Things expand from those tracks into more sonically diverse areas throughout the record. It’s important to consider an album in the way an artist intended, but having listened to Patience for days now, it’s interesting to know that it works in any order. By the time you hit the eponymous midway point, for example, drums produced by local impresario Bill Palmer have become more jaunty and rocking beneath phasing guitar licks and those sweet Maher melodies and self-harmonies, but that doesn’t take away from the driving “Oooooooohs” on closer “Telescope.” In fact, fans of either D Numbers of flamingo pink! will find familiar territory on any of the songs from Patience, though one would be hard-pressed to assign the sound to either camp explicitly. This is the literal definition of the sum being greater than the parts.
“I think there’s a real openness to the process of what Hush Monster is,” Feathericci explains. “No one has pretense about what it should sound like, and what comes out of us in these creative songwriting sessions is what the songs should be.”
That’s an interesting take from a guy whose other projects have been meticulously plotted-out. D Numbers songs play almost like math problems—which is excellent, and I’ve got no notes for the band. Hush Monster, however, feels more intuitive and natural, particularly on the track “Perfect Self,” a borderline dance jam that would fit right in as the soundtrack to your life. That one, like so many others, is best listened to while staring off into space, mulling. With so much going on musically and vocally, Patience practically demands all your focus.

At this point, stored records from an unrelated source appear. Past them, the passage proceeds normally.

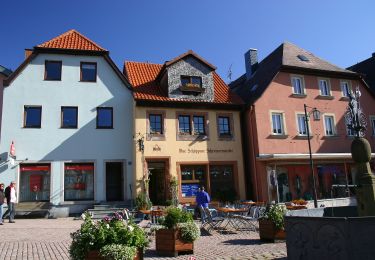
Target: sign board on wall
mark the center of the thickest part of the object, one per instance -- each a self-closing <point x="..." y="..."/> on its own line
<point x="189" y="189"/>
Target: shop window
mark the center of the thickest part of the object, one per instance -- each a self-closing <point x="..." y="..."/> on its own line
<point x="34" y="182"/>
<point x="88" y="71"/>
<point x="32" y="116"/>
<point x="104" y="117"/>
<point x="69" y="117"/>
<point x="52" y="70"/>
<point x="222" y="183"/>
<point x="192" y="176"/>
<point x="79" y="181"/>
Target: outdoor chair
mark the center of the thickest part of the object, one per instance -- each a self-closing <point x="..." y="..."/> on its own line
<point x="213" y="221"/>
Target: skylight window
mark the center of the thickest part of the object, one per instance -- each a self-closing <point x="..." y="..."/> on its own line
<point x="303" y="58"/>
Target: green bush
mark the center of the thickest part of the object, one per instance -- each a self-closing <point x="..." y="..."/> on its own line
<point x="94" y="235"/>
<point x="175" y="215"/>
<point x="118" y="252"/>
<point x="275" y="213"/>
<point x="189" y="231"/>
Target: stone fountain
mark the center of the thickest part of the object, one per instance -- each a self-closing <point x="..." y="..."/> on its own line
<point x="340" y="232"/>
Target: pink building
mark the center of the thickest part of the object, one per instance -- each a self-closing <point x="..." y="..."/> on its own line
<point x="275" y="91"/>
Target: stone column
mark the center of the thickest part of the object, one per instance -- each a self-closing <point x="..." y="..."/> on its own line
<point x="361" y="154"/>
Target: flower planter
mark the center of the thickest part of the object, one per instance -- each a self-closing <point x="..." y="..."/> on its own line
<point x="169" y="243"/>
<point x="268" y="231"/>
<point x="95" y="255"/>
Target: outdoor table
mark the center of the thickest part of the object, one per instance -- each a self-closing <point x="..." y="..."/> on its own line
<point x="296" y="207"/>
<point x="154" y="214"/>
<point x="251" y="203"/>
<point x="229" y="215"/>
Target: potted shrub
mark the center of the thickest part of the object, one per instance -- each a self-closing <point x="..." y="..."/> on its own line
<point x="109" y="238"/>
<point x="271" y="223"/>
<point x="178" y="234"/>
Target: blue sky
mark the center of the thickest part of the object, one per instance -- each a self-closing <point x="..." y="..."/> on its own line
<point x="340" y="31"/>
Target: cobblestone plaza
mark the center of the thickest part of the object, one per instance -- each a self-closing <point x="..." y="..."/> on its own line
<point x="50" y="239"/>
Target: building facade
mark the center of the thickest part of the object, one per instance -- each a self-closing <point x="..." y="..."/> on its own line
<point x="68" y="113"/>
<point x="4" y="73"/>
<point x="187" y="125"/>
<point x="367" y="69"/>
<point x="276" y="90"/>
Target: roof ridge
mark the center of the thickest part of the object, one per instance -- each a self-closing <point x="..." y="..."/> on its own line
<point x="142" y="62"/>
<point x="67" y="34"/>
<point x="314" y="55"/>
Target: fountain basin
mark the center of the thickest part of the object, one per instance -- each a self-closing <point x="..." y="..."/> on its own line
<point x="316" y="234"/>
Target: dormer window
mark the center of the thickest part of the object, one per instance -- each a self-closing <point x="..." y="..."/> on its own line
<point x="191" y="84"/>
<point x="191" y="81"/>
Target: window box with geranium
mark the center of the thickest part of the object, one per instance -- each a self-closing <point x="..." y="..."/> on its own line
<point x="109" y="238"/>
<point x="179" y="233"/>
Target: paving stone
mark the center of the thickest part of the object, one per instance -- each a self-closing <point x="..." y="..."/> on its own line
<point x="50" y="239"/>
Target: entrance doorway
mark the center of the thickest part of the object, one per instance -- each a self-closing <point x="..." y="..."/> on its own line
<point x="158" y="184"/>
<point x="114" y="181"/>
<point x="35" y="182"/>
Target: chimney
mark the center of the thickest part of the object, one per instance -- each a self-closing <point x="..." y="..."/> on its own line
<point x="251" y="62"/>
<point x="28" y="53"/>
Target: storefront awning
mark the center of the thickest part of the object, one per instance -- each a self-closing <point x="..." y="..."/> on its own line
<point x="304" y="156"/>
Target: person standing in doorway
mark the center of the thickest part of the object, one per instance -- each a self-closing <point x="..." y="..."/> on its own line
<point x="202" y="200"/>
<point x="11" y="196"/>
<point x="2" y="199"/>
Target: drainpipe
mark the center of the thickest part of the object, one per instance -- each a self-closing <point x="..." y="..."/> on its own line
<point x="252" y="111"/>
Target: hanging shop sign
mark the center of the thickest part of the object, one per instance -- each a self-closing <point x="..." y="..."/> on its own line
<point x="203" y="151"/>
<point x="34" y="168"/>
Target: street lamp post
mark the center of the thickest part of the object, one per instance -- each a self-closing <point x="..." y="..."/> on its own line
<point x="316" y="115"/>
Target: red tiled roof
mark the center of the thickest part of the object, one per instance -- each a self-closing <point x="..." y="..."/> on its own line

“It’s a new entity, and it is so rewarding to get to make something completely new that’s not borrowing from past projects,” Feathericci notes. “There’s just this ultimate respect and delicate touch that we didn’t even discuss...an unspoken cautiousness to be delicate with the process and to be have a ‘yes, and’ attitude about it.”
You might have to wait a bit to catch Hush Monster live. These tracks are complicated and feature more instruments than you might think (horns!), though Feathericci says that they might even throw together an expanded band to make the most of it. It’s definitely something they’d like to do, he says, it’ll just take time. For now, heed the record and have a little patience.